Dans la péninsule ibérique, le suivi des cas dans la faune sauvage et dans les élevages a révélé une remontée progressive du Sud vers le Nord et l'Est ces derniers mois. Les derniers cas recensés par les autorités espagnoles fin août se situaient à moins de 100 kilomètres de la frontière française.
"Il y a une quinzaine d'années on n'imaginait pas que la maladie puisse un jour arriver en Europe", affirmait Stéphan Zientara en mai dernier.
• Le réchauffement climatique en cause
Selon l'Anses, l'arrivée de la MHE sur notre continent est une conséquence du dérèglement climatique qui, à cause de la hausse des températures, donne aux moucherons vecteurs des conditions de développement et de vie plus favorables.
"L'hypothèse la plus probable est que les moucherons ont été transportés à travers la Méditerranée par le vent. Cela expliquerait l'apparition simultanée de la maladie dans plusieurs endroits d'Europe du sud", explique Stéphan Zientara.
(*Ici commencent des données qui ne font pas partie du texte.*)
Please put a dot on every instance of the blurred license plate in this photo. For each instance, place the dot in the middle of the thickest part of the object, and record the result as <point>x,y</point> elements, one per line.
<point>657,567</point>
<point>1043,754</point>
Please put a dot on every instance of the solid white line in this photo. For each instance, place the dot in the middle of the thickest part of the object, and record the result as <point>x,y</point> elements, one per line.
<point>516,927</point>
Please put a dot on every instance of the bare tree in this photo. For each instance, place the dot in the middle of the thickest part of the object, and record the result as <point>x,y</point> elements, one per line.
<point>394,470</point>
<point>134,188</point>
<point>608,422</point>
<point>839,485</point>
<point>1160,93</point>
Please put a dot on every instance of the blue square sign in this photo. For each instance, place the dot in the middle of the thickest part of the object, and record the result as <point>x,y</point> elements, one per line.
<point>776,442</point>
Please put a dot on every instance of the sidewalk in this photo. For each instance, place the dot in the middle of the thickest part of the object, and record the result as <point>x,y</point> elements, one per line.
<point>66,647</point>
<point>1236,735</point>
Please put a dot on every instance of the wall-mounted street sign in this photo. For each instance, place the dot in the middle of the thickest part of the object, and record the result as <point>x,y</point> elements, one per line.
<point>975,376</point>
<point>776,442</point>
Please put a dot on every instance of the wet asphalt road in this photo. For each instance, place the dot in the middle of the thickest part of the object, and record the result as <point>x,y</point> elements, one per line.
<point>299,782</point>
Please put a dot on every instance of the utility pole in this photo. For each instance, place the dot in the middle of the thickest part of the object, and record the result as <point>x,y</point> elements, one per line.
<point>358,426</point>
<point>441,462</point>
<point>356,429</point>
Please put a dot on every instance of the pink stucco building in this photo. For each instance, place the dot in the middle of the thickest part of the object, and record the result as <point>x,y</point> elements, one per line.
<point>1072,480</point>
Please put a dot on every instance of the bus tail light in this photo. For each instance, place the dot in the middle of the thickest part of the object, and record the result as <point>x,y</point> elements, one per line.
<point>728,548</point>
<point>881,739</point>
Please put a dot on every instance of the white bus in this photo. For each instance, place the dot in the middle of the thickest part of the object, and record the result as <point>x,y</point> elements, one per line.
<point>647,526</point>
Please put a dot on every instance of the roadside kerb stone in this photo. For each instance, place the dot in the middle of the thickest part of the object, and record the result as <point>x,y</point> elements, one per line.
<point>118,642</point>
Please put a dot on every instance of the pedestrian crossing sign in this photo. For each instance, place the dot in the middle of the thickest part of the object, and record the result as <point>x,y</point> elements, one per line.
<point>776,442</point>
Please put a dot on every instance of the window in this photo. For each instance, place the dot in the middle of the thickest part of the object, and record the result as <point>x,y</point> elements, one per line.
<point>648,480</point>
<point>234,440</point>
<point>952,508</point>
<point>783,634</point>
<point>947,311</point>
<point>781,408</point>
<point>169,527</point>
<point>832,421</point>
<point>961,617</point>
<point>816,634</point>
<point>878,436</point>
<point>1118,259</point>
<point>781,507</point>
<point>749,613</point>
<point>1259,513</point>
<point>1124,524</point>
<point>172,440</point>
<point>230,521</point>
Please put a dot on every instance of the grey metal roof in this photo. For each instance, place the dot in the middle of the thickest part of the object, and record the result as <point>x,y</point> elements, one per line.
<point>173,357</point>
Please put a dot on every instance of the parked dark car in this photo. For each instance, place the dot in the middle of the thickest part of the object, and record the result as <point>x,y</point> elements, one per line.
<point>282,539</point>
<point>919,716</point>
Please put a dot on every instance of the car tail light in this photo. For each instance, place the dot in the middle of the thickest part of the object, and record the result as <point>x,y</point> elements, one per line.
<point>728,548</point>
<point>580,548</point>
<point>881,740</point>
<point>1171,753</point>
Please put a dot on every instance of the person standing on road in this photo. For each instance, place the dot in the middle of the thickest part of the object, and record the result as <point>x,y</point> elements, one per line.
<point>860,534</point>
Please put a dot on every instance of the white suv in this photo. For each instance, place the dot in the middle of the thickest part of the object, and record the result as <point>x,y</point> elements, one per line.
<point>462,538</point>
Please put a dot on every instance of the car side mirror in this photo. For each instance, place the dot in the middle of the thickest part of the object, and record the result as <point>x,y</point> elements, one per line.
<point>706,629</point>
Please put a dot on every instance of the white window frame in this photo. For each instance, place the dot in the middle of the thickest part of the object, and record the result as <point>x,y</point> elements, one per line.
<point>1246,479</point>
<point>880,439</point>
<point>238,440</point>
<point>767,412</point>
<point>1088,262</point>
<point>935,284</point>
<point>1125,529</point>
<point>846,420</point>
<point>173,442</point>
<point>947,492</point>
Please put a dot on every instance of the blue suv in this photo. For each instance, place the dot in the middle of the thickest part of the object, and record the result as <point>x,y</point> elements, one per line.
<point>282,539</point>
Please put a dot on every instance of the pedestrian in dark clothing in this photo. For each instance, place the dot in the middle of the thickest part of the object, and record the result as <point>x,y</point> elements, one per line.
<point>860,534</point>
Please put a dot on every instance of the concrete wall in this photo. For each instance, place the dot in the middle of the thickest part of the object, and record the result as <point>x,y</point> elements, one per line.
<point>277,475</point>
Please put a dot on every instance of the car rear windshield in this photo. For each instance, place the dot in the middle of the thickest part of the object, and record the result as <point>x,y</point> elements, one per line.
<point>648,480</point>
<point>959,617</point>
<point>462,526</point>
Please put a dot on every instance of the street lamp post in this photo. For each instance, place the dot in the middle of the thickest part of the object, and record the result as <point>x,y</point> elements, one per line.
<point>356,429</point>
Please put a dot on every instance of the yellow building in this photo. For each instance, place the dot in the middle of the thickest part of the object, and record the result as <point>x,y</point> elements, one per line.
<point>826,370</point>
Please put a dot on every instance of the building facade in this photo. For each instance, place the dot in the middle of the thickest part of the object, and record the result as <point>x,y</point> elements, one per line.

La souche identifiée en Italie et Espagne est la même que celle détectée en Tunisie un an plus tôt.
"On espère qu'avec l’hiver, le temps sera plus frais et ralentira l'activité des moucherons, mais la MHE peut tout à fait remonter à travers la France", met en garde auprès de L'Express Christophe Brard, docteur vétérinaire et président de la Société nationale des groupements techniques vétérinaires (SNGTV).
• Des conséquences économiques
Outre le problème de santé que la maladie pose pour les animaux, c'est également une difficulté économique pour les éleveurs. En effet, la réglementation interdit l’envoi vers d'autres pays de l’Union européenne à des fins d’élevage de tout ruminant provenant des exploitations situées dans un rayon de 150 kilomètres autour de chaque foyer de contamination. Cette limitation concerne aujourd'hui treize départements du Sud-Ouest.
Des mesures qui inquiètent les agriculteurs concernés. La Confédération paysanne "s'étonne de ces restrictions drastiques" et dénonce "des conséquences dramatiques pour les élevages", malgré la faible mortalité de la maladie.
"C'est donc le revenu des éleveurs et des éleveuses qui est directement menacé par ces mesures commerciales", écrit le syndicat dans un communiqué.
La filière allaitante est très dépendante de l'exportation d'animaux, notamment vers l'Italie et l'Espagne. Avec les présentes restrictions, les exploitants vont pour l'heure devoir garder les bovins, et donc s'en occuper et les nourrir, alors que ce n'était pas prévu.
La Confédération paysanne demande une révision urgente du règlement européen et l'instauration d’un plan d’aide mais surtout "relocalisation de la filière bovine (...) pour diminuer notre dépendance aux exportations".